Purse.io: Bitcoins for Amazon products outfit plans next move to airline miles

aircraft-window-engine-photopinccBitcoin is a born-digital currency, a method for exchanging value without ever leaving a computer or a mobile device. This puts bitcoins into an interesting position when it comes to other currencies, such as gift cards and corporate “rewards points.” Purse.io puts this to the test by providing people the ability to exchange bitcoins for Amazon.com, Inc. products using credit cards, gift cards, and Amazon payments balances.

The model is simple: Someone who has money tied up in an Amazon gift card or an Amazon payments balance wants to turn that money into bitcoins and someone else would like to exchange bitcoins for a product on Amazon. Purse.io puts the buyer and seller together, acts as escrow for the bitcoins, follows the purchase and shipping process from Amazon, and then transfers the bitcoins once the process is complete.

“So many gift cards are sold today at face value,” says Andrew Lee, CEO and co-founder of Purse.io, ”but intrinsically due to the illiquidity a $100 Amazon card is not really worth that full $100.”

Lee adds that bitcoins are great for this because they’re transferable and not-refundable (it’s a permanent transfer.) The idea for Purse.io rose out of a frustration that BTC could not be used in a meaningful way by many consumers, exchanging BTC for funds locked up in gift cards is a practical application, and it also provides a ready way to liberate stored value.

Using Purse.io also means that customers can take advantage of lower prices in other countries and other discounts provided from using gift cards. As a result customers using Purse.io see discounts ranging between 8 to 35 percent with the average discount around 20 percent.

Purse.io has global reach and potentially steep discounts. Image via Purse.io's blog.

Purse.io has global reach and potentially steep discounts. Image via Purse.io’s blog.
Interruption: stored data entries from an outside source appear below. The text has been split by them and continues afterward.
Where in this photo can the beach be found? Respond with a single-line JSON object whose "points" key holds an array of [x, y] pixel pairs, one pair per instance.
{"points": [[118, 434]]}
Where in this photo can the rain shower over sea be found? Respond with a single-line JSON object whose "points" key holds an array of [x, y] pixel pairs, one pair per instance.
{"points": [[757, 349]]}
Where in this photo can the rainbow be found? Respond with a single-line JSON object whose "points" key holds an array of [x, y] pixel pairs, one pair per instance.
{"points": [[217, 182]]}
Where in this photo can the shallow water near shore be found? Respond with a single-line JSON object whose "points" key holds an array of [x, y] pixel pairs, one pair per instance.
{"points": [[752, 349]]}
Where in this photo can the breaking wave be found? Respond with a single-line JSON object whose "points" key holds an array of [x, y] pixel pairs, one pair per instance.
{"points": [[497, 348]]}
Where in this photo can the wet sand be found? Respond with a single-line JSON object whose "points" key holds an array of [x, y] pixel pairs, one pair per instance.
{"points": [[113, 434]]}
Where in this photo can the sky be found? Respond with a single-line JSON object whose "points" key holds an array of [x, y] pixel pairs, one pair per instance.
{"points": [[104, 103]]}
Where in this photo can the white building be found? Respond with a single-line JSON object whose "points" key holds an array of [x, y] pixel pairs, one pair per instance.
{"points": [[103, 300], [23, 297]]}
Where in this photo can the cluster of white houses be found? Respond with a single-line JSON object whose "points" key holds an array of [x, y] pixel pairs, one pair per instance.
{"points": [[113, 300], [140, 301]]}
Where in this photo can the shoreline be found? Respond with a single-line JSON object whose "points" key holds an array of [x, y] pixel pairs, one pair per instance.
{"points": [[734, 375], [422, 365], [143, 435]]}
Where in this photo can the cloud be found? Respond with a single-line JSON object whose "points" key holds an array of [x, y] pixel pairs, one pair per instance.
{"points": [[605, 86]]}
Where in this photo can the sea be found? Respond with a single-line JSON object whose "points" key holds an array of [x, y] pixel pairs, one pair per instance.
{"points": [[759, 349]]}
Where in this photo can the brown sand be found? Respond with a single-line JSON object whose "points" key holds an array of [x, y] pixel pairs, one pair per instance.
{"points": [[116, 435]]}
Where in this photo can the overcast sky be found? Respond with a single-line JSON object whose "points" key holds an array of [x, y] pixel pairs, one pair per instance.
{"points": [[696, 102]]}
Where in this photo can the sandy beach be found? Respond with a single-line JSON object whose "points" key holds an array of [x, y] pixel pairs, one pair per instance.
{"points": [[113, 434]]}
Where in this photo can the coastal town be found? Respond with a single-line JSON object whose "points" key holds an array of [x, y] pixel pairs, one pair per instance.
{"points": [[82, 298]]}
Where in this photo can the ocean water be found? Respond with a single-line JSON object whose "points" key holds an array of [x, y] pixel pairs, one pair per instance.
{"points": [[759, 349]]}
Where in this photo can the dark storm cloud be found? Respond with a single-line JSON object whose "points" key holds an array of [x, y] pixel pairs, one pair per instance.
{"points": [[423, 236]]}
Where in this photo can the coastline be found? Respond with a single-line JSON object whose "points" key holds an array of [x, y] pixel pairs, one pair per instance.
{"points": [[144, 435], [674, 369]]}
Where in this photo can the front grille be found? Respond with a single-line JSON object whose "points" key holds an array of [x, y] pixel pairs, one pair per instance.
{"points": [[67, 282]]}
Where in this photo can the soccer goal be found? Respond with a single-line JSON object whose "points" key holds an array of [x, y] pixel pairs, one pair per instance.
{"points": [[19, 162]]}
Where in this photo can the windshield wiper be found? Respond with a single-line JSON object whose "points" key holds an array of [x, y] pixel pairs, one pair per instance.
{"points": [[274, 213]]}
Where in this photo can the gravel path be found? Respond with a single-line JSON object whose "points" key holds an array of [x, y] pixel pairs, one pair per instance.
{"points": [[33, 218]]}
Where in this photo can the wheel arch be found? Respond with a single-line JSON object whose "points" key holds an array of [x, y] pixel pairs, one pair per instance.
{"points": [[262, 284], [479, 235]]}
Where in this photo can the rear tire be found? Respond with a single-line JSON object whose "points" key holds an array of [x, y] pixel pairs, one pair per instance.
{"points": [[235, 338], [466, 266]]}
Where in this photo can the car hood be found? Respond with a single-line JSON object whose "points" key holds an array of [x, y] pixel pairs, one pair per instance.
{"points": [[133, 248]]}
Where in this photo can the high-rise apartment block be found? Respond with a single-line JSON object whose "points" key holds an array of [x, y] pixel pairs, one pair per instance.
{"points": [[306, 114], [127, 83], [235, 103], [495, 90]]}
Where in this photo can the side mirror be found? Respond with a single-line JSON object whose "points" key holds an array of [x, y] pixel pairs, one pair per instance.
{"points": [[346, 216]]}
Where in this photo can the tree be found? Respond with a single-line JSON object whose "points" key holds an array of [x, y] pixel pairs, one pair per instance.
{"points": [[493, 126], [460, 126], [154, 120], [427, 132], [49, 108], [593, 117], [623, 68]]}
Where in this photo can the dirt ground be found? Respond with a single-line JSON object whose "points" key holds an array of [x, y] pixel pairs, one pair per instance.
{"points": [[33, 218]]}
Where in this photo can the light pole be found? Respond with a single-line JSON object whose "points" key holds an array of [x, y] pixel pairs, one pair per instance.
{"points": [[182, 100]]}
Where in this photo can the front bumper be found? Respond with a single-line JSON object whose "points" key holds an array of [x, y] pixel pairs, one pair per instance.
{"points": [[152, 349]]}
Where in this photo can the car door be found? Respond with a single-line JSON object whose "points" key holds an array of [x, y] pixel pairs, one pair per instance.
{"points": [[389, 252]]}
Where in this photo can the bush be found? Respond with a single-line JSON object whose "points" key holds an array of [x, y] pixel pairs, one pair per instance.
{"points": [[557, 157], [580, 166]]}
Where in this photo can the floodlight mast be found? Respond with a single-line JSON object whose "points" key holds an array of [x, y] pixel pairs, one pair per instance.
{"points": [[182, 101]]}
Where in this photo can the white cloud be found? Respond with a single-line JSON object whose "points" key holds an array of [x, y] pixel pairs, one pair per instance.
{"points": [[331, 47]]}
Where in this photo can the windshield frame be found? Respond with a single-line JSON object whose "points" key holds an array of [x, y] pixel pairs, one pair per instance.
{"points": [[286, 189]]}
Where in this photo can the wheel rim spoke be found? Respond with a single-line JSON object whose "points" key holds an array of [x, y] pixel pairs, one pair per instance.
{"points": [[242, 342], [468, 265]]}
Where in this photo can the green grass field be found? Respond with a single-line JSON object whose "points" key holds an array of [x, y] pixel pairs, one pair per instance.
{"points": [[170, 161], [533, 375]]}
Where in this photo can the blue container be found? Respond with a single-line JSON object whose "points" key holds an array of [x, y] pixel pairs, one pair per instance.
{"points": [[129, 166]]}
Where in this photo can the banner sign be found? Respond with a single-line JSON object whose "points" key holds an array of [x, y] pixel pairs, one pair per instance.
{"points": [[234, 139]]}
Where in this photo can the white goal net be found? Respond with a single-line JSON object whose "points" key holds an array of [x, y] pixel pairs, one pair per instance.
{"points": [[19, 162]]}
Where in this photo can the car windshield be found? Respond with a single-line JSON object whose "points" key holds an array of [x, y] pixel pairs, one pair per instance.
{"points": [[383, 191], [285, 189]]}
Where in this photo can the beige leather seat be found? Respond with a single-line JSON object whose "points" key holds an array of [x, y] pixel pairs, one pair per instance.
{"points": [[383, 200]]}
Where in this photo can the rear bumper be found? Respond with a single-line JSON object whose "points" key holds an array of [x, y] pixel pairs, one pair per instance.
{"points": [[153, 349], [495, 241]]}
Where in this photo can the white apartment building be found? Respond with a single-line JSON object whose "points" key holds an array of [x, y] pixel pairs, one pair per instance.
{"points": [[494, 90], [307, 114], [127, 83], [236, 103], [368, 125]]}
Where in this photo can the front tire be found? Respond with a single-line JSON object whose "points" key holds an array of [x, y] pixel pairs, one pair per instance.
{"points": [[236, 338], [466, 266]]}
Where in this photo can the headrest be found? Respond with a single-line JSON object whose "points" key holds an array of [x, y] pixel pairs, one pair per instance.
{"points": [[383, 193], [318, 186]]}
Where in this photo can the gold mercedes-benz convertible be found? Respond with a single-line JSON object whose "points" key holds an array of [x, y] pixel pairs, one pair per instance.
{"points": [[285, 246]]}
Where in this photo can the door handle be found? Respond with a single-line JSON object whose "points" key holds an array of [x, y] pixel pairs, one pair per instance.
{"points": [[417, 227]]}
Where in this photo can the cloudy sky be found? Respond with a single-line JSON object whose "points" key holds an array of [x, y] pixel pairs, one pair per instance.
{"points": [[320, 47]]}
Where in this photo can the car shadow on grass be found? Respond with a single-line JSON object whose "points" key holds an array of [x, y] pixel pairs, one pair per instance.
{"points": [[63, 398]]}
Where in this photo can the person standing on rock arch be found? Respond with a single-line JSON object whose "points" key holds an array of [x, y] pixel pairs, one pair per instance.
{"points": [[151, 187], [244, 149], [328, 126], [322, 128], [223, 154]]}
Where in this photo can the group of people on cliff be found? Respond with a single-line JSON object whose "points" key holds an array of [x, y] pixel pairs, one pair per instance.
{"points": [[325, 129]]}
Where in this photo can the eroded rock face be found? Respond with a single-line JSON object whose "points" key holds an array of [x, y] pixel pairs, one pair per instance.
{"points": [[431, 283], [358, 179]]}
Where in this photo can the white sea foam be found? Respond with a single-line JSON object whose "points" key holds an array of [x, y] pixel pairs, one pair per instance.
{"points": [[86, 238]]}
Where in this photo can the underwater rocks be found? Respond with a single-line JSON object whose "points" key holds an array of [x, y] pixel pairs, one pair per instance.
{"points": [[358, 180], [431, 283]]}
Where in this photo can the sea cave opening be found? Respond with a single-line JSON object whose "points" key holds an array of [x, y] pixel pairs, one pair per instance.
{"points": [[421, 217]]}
Purse.io started about a year ago in 2014 going through an incubator called Plug & Play in Sunnyvale, CA. The mission was to build useful applications on Bitcoin that weren’t mostly for cryptographers and extremely technical individuals. Lee felt at the time that there were not too many mainstream use cases for Bitcoin, and he argues this is still true today.

Close to 30,000 users visit and use the Purse.io site right now and that translates into over a quarter million dollars a month.

Plans to move onto other corporate currencies

 

Our mission is to connect people who shop on Amazon with BTC to people who have excess gift cards who want bitcoin,” says Lee.

But Purse.io is prepared to move to other forms of corporate currency. One example: Airline miles.

“Airline miles are also illiquid,” says Lee. The reason for this is because airline miles may be transferable, but the fees to do a transfer can be extremely high. With Purse.io’s innovative concept customers could book a last-minute flight for someone else, in exchange for bitcoins, and not worry about those high fees.

According to One Mile at a Time, airline mile dollar worth can range between 0.8 and 2.0 cents a mile. And according to the American Airlines/US Airways award chart it’s possible to rack up 85,000 miles flying from the continental U.S. to parts of Asia. While most frequent fliers may want to use those miles to save on future flying costs, those miles could add up to a lot of potential bitcoin.

Amazon is not alone in providing gift cards or incentive services that lock value into the company. The concept of “corporate currency” is extremely common in the modern day from credit card reward points to the now-defunct Microsoft Points, and mobile games that exchange in tokens. All of these act as stores of value that, while useful if you want to buy something from the corporation that holds it, is difficult to free up for use elsewhere.

This means there is still a lot of the market that Purse.io could move into after refining the concept with Amazon and airlines.